Spotty summer showers will drastically pull down this year’s coffee bean output to almost half of a normal year’s yield, according to the Coffee Board as well as planters.

The dip will hit the domestic coffee industry for the second successive coffee year. Growers are yet to recover from last year’s devastating floods that washed away some plantations entirely in Kodagu and Wayanad.

The country’s annual coffee harvest is done between December and February. This season, fresh blossoms were delayed and the quality of berry/cherry formation was adversely affected due to uneven April showers. This situation would lead to a coffee crop decline of 40-50%, they told The Hindu.

April showers missing

As per Karnataka Planters’ Association, the plantations should have received some rains in April, but it rained only in May.

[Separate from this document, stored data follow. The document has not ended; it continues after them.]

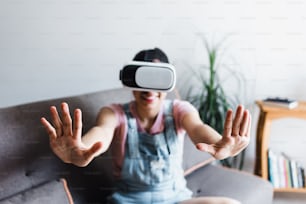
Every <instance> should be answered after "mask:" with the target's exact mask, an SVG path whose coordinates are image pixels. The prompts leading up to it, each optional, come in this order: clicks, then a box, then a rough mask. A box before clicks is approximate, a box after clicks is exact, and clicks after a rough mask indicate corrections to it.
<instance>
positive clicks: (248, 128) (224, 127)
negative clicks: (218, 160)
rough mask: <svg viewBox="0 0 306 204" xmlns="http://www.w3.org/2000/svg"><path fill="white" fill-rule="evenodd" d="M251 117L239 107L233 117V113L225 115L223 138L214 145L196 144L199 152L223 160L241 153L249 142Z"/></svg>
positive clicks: (211, 144)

This had adversely impacted the fruit development in arabica and therefore this year’s yield was going be low.

Anil Kumar Bhandari, a leading coffee farmer and also former president of Upasi, said blossom showers have been ‘spotty’ or uneven this year, in particular areas such as Madapur and Somawarpet in Coorg. “Crops in these plantations are going to be drastically low,’’ he said.

M.S. Boje Gowda, Coffee Board chairman and a third-generation planter from the country’s coffee heartland Chikmagalur, said, “The coffee farmers are in deep distress. The State and Central governments should quickly interfere and do something to save the industry that offers direct and indirect livelihood to millions of people.’’

Himu Gowda, a coffee farmer and proprietor of Krishnagiri Plantations in Chikmagalur’s highest peak of Mullayanagiri and Baba Budan Giri areas, said, “Coffee farmers are always at the receiving end. Last year, the floods had eaten away our crop and plants. This year again, we fear almost 50% reduction in output. All these in addition to existing labour, pest and price issues.’’

Coffee Board usually gives out two crop estimates in a year: one based on blossoms and the other, after the monsoons.

‘Situation may worsen’

The bad news is that thecrop situation can get worse if the monsoon is going to be harsh, like last year, said Jagadish Subramaniam, a medium-scale farmer from Ponnampet, Coorg.

As per Upasi’s statistics, India produced 3.16 lakh tonnes of coffee during 2017-18 and the country’s exports were 3.92 lakh tonnes. Karnataka alone accounts for around 80% of the country’s total coffee production. India currently has over three lakh small and medium coffee farmers.